Property Biz Canada
Alexandre Sieber CBRE's new managing director of Quebec operations
Property Biz Canada
Wed Jan 09 2013
CBRE is considering opening a Quebec City office this year as a way to increase its business in Quebec, says Alexandre Sieber, the firm’s new senior vice-president and senior managing director of its Quebec operations.
“Real estate is a very local business,” says Montreal-based Sieber, who joined CBRE last October. “If you want to really not only serve your existing customers or be reactive in terms of some of the incoming leads that you have, if you want to work a specific market, you need to have a presence there.”
Sieber notes that while CBRE does not currently have a formal presence in Quebec City, it does a lot of business in the city. “Most of our customers have a Quebec presence so our team of 30 plus brokers service Quebec remotely.”
No matter what happens in Quebec City, CBRE is looking at expanding its sales and support staff in its downtown Montreal and suburban St. Laurent offices , on the heels of what he says was a record year for the company in Quebec. The company currently has about 150 employees in Quebec divided among the advisory business run by Sieber and its global services team.
“My mandate is to focus on growth. We’ve been having a tremendous ride in Montreal for the past decade, but in the past two years, there’s been tremendous growth.”
Sieber strives to beat real estate business cycle
While real estate is a cyclical business, Sieber hopes to build a model that sees the company sustaining a certain level of growth per year rather than having cyclical growth. The goal is “to be able to counter some of the cycles in real estate and be a more consistent business.”
Prior to joining CBRE, Sieber was in New York City for three years as managing director of General Electric’s Global Investment Management division. Before that, he was in Montreal for nine year’s with GE’s real estate arm.
“I just felt it was time to change the culture and focus and start something new,” Sieber says of the decision to join CBRE. As well, “I was very impressed by the quality of the team here, the quality of the management both in Toronto and New York and the entrepreneurial culture.”
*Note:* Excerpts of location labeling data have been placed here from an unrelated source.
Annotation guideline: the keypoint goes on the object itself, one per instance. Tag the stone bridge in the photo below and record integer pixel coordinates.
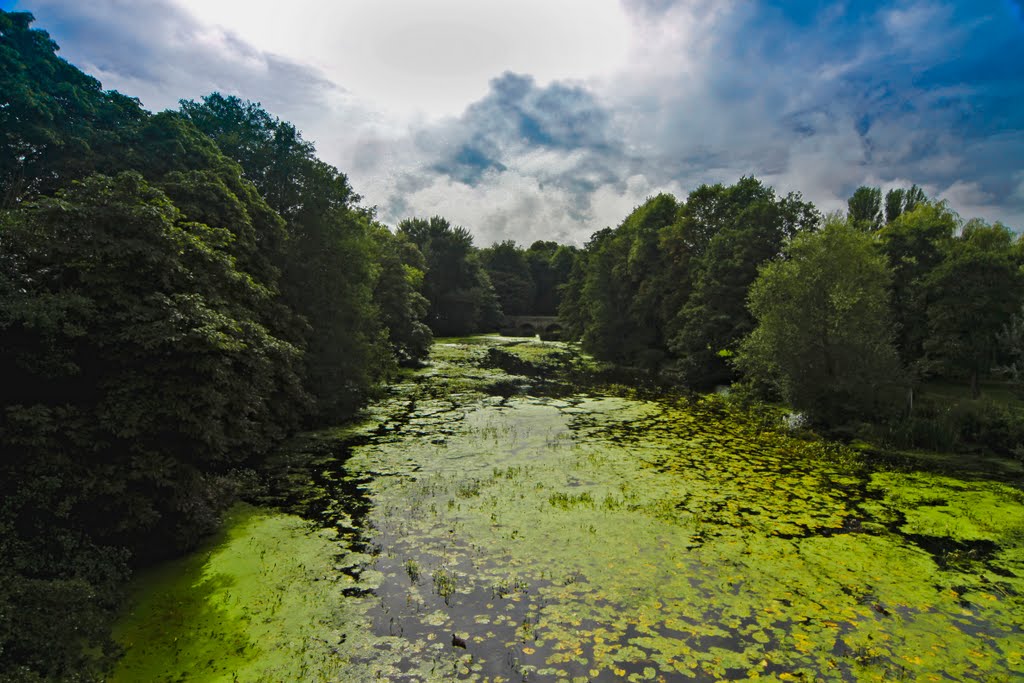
(548, 327)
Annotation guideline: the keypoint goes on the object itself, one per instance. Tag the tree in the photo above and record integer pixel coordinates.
(823, 339)
(901, 201)
(137, 373)
(58, 124)
(914, 243)
(397, 295)
(754, 226)
(510, 273)
(865, 209)
(462, 298)
(327, 263)
(971, 296)
(621, 301)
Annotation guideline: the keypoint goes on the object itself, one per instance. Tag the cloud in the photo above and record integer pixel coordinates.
(815, 96)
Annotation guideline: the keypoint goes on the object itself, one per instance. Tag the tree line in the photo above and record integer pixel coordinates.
(843, 317)
(180, 291)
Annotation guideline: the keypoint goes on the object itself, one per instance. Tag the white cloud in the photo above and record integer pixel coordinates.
(409, 56)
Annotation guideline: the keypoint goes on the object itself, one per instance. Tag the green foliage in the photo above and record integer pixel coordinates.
(162, 326)
(823, 339)
(971, 295)
(328, 263)
(138, 373)
(914, 243)
(622, 305)
(58, 125)
(864, 209)
(461, 295)
(510, 273)
(754, 225)
(901, 201)
(402, 308)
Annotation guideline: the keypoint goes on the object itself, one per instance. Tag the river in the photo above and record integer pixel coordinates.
(497, 517)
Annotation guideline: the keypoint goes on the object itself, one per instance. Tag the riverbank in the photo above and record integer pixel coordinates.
(573, 532)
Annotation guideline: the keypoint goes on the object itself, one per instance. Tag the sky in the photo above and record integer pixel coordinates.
(552, 119)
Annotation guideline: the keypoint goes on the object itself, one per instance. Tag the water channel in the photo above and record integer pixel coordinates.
(496, 517)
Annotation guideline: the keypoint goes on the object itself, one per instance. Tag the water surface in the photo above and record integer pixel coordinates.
(565, 535)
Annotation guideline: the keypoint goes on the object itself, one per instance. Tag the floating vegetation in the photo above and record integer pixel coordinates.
(596, 537)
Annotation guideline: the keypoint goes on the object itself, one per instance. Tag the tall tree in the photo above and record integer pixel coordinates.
(510, 273)
(914, 244)
(971, 296)
(58, 124)
(328, 268)
(462, 298)
(823, 339)
(864, 209)
(398, 297)
(715, 317)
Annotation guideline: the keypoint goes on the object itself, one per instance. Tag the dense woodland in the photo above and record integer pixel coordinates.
(180, 291)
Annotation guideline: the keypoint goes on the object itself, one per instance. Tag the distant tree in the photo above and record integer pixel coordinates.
(58, 125)
(622, 305)
(899, 201)
(327, 263)
(914, 243)
(754, 226)
(550, 265)
(972, 295)
(510, 273)
(462, 297)
(865, 209)
(823, 340)
(398, 297)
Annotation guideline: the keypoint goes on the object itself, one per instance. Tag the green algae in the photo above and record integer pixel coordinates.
(600, 537)
(256, 605)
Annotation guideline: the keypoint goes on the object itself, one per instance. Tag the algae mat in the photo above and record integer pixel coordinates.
(571, 536)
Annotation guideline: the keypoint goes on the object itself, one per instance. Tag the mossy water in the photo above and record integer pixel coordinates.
(590, 536)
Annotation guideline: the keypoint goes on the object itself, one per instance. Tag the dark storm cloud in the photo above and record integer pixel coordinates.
(515, 117)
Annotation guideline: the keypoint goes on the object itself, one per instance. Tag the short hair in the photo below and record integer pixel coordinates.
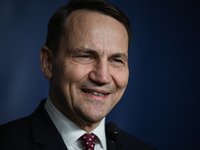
(56, 25)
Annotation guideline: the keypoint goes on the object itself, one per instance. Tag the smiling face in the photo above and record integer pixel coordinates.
(89, 74)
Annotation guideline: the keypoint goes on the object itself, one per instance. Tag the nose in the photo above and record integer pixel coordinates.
(100, 73)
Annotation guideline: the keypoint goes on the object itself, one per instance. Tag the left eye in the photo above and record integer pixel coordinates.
(117, 60)
(85, 56)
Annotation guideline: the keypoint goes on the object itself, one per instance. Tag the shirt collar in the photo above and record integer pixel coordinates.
(69, 131)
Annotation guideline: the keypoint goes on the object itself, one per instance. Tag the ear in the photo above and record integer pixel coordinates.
(46, 58)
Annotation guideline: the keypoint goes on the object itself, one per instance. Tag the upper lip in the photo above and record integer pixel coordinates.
(96, 90)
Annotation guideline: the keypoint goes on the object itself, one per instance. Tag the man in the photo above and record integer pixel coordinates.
(85, 59)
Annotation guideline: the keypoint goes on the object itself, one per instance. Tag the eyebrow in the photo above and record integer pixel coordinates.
(91, 51)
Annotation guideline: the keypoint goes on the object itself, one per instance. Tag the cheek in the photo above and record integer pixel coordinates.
(121, 78)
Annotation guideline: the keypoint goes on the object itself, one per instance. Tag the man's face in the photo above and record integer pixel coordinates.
(90, 71)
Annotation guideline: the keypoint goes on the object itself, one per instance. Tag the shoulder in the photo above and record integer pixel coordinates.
(128, 141)
(13, 133)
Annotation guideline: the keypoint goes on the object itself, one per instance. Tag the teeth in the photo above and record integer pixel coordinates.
(94, 93)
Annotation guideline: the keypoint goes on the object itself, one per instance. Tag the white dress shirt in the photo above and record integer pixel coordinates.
(70, 132)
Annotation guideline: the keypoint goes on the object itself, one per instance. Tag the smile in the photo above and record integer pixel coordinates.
(94, 93)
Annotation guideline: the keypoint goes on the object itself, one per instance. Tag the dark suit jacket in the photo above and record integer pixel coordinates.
(37, 132)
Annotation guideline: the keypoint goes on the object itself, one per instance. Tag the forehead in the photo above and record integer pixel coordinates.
(85, 27)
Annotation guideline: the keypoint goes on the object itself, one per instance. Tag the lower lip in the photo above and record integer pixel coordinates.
(94, 97)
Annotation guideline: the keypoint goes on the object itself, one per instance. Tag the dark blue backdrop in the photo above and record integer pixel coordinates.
(162, 102)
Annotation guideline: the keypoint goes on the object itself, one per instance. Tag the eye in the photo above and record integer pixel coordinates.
(117, 60)
(85, 56)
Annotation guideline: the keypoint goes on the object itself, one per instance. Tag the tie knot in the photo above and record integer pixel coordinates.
(88, 141)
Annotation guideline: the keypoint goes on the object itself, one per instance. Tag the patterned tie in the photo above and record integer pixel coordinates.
(88, 141)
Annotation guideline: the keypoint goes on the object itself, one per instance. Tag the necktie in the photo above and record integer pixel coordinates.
(88, 141)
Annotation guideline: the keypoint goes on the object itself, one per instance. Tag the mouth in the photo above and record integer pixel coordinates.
(94, 93)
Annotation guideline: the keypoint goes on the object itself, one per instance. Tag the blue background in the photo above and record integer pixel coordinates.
(162, 102)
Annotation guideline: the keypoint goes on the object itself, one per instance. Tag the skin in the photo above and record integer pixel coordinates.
(93, 58)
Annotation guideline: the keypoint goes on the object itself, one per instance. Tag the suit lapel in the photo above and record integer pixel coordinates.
(110, 145)
(45, 134)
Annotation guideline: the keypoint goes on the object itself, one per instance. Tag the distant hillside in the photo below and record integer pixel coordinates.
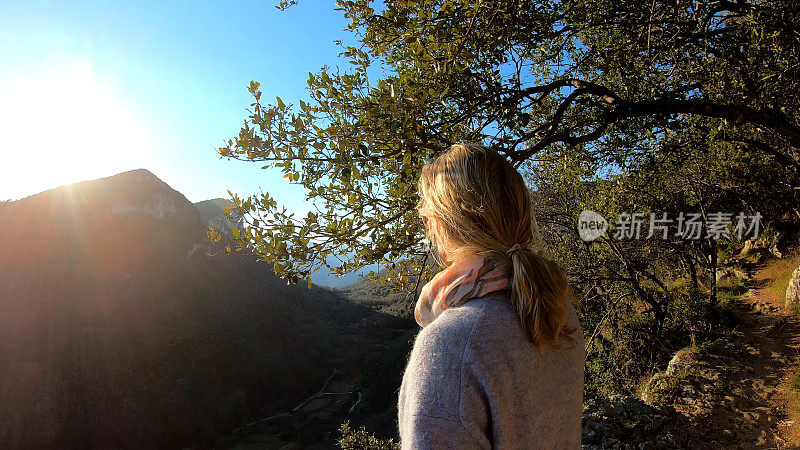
(373, 294)
(117, 329)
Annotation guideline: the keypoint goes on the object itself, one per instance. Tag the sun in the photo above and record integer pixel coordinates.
(64, 126)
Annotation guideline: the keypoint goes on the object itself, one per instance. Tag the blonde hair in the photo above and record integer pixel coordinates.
(475, 201)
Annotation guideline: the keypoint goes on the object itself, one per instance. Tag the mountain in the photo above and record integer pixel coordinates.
(118, 328)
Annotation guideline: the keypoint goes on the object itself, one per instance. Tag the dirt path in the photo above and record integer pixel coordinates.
(738, 389)
(775, 334)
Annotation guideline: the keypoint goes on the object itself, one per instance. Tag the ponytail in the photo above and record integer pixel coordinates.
(539, 292)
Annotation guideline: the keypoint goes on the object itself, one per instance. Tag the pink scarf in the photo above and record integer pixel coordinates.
(471, 277)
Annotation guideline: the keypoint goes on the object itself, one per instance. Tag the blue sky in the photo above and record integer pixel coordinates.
(89, 89)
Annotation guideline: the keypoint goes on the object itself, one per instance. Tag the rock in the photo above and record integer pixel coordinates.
(629, 423)
(681, 362)
(793, 292)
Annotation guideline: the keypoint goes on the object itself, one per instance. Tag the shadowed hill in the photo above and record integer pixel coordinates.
(117, 329)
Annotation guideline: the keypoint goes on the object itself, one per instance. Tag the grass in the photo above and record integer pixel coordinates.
(780, 271)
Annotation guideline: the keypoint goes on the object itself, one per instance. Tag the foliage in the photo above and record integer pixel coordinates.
(612, 82)
(361, 440)
(662, 107)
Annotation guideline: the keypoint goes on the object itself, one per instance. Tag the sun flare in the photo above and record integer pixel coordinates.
(61, 127)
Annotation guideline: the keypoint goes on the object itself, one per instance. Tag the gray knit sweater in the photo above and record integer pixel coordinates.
(474, 381)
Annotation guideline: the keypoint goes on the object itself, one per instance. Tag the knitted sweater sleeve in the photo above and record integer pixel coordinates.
(440, 407)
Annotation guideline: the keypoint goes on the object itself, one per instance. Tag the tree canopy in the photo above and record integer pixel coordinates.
(590, 89)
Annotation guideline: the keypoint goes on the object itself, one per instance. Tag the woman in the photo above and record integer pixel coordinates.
(499, 361)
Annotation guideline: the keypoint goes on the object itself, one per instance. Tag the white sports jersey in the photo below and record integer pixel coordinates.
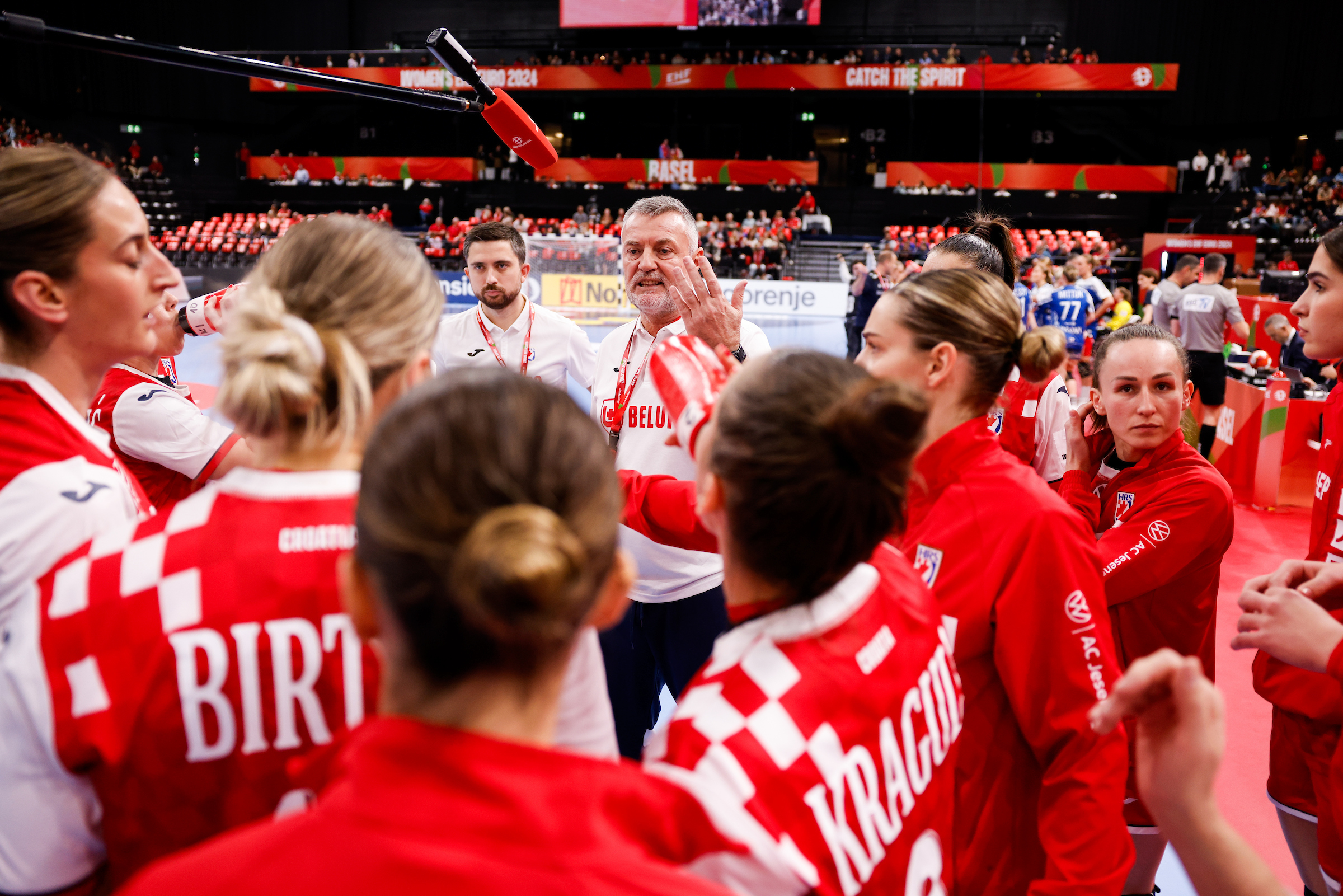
(159, 433)
(1051, 430)
(665, 573)
(59, 487)
(559, 347)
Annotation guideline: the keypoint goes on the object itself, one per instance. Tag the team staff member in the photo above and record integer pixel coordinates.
(1294, 348)
(1162, 516)
(1165, 304)
(156, 429)
(79, 288)
(679, 606)
(487, 538)
(1016, 574)
(1307, 712)
(1200, 320)
(508, 331)
(802, 434)
(505, 330)
(867, 288)
(192, 659)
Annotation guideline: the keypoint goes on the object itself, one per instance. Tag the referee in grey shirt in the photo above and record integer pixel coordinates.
(1169, 290)
(1200, 320)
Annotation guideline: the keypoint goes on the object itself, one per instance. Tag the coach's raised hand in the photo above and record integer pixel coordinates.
(707, 312)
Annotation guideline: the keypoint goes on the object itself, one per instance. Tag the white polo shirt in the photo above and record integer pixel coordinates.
(559, 347)
(665, 573)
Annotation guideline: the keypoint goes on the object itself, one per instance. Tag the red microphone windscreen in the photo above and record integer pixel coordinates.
(519, 132)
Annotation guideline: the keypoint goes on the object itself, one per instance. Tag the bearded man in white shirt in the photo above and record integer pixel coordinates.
(677, 601)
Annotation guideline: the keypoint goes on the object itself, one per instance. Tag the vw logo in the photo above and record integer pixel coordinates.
(1075, 605)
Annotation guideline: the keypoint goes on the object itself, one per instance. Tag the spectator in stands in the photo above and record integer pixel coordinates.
(1200, 165)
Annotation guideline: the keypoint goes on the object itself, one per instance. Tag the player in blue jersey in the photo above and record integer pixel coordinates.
(1071, 309)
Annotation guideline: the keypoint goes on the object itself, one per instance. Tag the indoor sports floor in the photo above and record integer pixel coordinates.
(1263, 541)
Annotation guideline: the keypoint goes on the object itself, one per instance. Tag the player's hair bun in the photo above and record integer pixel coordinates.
(1043, 350)
(875, 431)
(516, 573)
(488, 516)
(813, 456)
(331, 312)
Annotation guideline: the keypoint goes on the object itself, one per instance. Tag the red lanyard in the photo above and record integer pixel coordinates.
(527, 340)
(622, 395)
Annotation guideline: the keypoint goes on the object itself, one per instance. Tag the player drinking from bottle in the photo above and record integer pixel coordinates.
(1016, 574)
(79, 289)
(156, 428)
(191, 659)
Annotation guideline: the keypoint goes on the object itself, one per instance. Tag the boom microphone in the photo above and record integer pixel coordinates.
(501, 113)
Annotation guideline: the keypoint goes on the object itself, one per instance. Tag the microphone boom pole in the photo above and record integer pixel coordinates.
(35, 30)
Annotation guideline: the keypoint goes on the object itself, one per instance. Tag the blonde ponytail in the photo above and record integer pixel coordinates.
(328, 315)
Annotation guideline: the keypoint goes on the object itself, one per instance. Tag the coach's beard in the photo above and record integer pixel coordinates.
(652, 296)
(499, 300)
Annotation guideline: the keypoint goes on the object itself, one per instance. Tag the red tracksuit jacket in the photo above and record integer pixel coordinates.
(1162, 527)
(1311, 693)
(827, 731)
(1016, 573)
(430, 809)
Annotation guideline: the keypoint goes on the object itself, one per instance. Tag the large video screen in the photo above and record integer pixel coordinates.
(759, 12)
(628, 14)
(708, 14)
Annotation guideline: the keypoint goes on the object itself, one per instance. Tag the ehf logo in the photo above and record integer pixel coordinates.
(1076, 608)
(927, 563)
(1123, 503)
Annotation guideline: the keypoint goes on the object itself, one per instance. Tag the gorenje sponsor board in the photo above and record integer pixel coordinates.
(791, 297)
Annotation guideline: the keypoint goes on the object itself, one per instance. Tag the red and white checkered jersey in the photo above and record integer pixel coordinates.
(828, 731)
(59, 487)
(192, 657)
(159, 433)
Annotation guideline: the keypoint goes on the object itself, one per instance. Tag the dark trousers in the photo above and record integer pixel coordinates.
(657, 644)
(853, 334)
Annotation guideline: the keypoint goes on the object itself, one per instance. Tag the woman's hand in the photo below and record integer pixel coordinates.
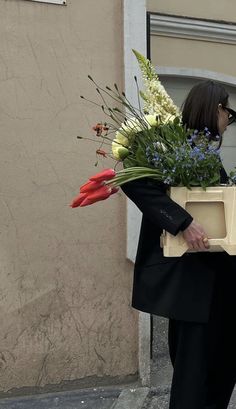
(195, 237)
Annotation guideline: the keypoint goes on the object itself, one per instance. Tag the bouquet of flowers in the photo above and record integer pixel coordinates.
(149, 141)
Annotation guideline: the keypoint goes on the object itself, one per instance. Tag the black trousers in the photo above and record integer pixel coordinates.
(204, 355)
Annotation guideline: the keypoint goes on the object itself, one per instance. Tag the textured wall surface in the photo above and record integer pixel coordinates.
(65, 283)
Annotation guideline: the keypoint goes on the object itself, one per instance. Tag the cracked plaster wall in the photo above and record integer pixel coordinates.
(65, 283)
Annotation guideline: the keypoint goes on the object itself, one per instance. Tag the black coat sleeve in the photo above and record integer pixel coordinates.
(151, 198)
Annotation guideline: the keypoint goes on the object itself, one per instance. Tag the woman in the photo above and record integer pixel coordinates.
(196, 291)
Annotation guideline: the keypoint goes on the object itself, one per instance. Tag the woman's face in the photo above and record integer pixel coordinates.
(223, 119)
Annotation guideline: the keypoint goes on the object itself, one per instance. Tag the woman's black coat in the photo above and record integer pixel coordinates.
(173, 287)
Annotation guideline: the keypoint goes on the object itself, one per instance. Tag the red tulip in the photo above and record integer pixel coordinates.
(106, 174)
(90, 185)
(100, 194)
(78, 200)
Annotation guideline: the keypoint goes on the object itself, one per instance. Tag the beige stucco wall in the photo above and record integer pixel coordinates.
(65, 283)
(211, 9)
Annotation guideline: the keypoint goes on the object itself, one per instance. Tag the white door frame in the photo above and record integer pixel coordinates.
(134, 12)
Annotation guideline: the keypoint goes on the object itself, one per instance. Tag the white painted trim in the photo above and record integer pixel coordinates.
(197, 74)
(135, 38)
(174, 26)
(61, 2)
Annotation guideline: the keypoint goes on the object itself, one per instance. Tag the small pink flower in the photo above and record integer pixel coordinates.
(106, 174)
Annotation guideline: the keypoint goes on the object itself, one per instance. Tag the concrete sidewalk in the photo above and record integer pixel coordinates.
(94, 398)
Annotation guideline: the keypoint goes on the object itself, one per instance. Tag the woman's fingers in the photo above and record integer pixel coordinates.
(195, 237)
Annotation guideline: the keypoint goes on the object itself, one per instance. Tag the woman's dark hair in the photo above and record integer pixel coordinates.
(200, 108)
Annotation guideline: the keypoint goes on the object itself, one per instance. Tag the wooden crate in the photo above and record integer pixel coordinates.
(214, 209)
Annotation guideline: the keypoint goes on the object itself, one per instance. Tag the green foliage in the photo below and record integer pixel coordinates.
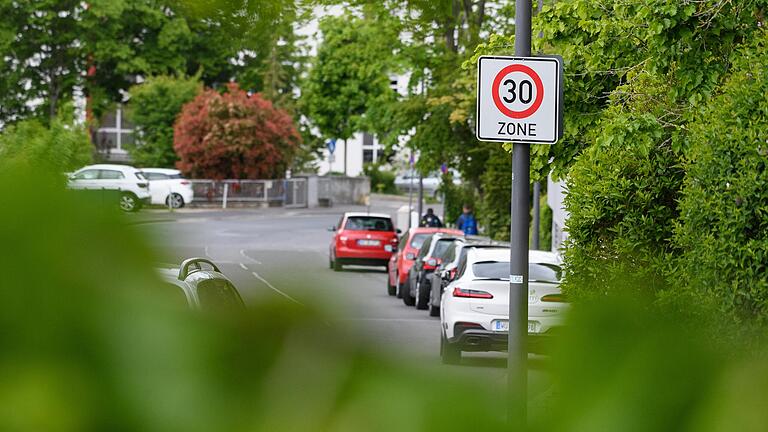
(59, 147)
(54, 47)
(382, 181)
(349, 76)
(723, 225)
(494, 205)
(545, 224)
(153, 108)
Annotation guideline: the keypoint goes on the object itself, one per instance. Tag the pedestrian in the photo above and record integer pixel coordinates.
(431, 220)
(467, 222)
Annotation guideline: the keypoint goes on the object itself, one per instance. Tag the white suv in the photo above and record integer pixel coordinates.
(128, 181)
(474, 311)
(168, 187)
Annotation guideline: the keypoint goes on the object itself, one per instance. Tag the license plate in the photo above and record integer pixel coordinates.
(500, 325)
(503, 326)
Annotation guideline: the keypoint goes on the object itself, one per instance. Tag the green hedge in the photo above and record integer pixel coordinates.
(382, 181)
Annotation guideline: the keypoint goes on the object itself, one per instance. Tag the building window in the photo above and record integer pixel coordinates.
(115, 132)
(367, 155)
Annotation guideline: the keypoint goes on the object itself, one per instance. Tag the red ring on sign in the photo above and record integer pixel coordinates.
(539, 91)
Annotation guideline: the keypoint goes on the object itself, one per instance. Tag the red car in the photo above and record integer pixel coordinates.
(362, 239)
(401, 262)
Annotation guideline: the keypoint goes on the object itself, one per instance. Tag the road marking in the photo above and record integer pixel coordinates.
(256, 275)
(388, 319)
(244, 255)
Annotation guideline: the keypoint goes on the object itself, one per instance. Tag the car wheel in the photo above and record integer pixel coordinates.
(174, 201)
(434, 310)
(408, 299)
(422, 297)
(129, 202)
(391, 289)
(449, 353)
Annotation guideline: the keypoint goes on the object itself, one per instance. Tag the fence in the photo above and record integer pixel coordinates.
(290, 193)
(303, 191)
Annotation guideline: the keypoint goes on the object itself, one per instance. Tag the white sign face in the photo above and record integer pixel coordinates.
(519, 99)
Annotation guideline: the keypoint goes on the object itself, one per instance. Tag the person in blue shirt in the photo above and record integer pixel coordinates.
(467, 222)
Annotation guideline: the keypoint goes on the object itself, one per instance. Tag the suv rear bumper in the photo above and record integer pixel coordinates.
(484, 340)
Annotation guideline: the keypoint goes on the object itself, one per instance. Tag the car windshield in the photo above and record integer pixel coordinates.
(368, 223)
(441, 247)
(419, 240)
(500, 270)
(218, 294)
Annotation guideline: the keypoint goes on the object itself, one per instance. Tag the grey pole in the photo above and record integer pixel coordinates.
(345, 158)
(421, 195)
(537, 185)
(410, 198)
(536, 214)
(517, 373)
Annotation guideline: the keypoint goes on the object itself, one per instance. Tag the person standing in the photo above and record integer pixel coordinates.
(431, 220)
(467, 222)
Personal reasons also entered the picture – his wife works in Montreal. “I was basically shuttling from Sunday evening to Friday evening,” between Montreal and New York, which was difficult.
Sieber is entering a Montreal market that he sees as solid. He anticipates 2013 as being similar to 2012, with vacancy rates for downtown Class A office space falling from 6.2% last year to 6% this year. Vacancy rates for suburban office space are forecast to fall from 11.8% to 11.1%, while the overall vacancy rate is pegged to decline from 8.3% to 7.9%.
Low interest rates and stock market volatility are among the reasons real estate will remain solid, Sieber says, adding that CBRE does not foresee any national events that will change the real estate environment in 2013. However, “we’re not immune to any big shocks we could have internationally in terms of macro-economics.”
CBRE is forecasting 1.5 to 1.8% GDP growth for Montreal this year, “which is not stellar, but better than many places in the world.”
The company sees Montreal and Vancouver as the only two major markets in the country that will see decreases in the availability of industrial space, with rates in Montreal forecast to fall from 8.2% to 7.8%.
Most Montreal condo owners live in them
Although many condominium towers are being built in Montreal, contrary to some North American markets, most are being sold to people who plan to live in them rather than to investors. An aging population, high numbers of singles and people moving back from the suburbs, are among the reasons that demand is still high.
Sieber sees as positive the renewed interest in repairing and rebuilding Montreal’s infrastructure and the long-awaited recent opening of Highway 30 – which serves as a ring-road that bypasses Montreal. Signs like these make investors want to at least stabilize and grow their businesses, he says.
He says concerns were raised when the minority Parti Québécois government sent mixed messages to the business community about tax increases after gaining power last September. However, that situation has largely been resolved, with the government backing down from plans to increase taxes. Sieber warns that Quebec has reached a peak level in how much it can tax individuals and still compete globally.
Judging by conversations he’s had with investors from around the world, there are no changes to their investment plans because the PQ is in power. “As long as we maintain a healthy investor environment, investors will continue to consider Montreal as an attractive place to invest money and to grow business.”
Sieber considers the cranes now dotting the Montreal skyline as “a renaissance for Montreal. We haven’t seen that many cranes for many years, which is promising. Montreal is a good place to be right now. It’s reviving a little bit.”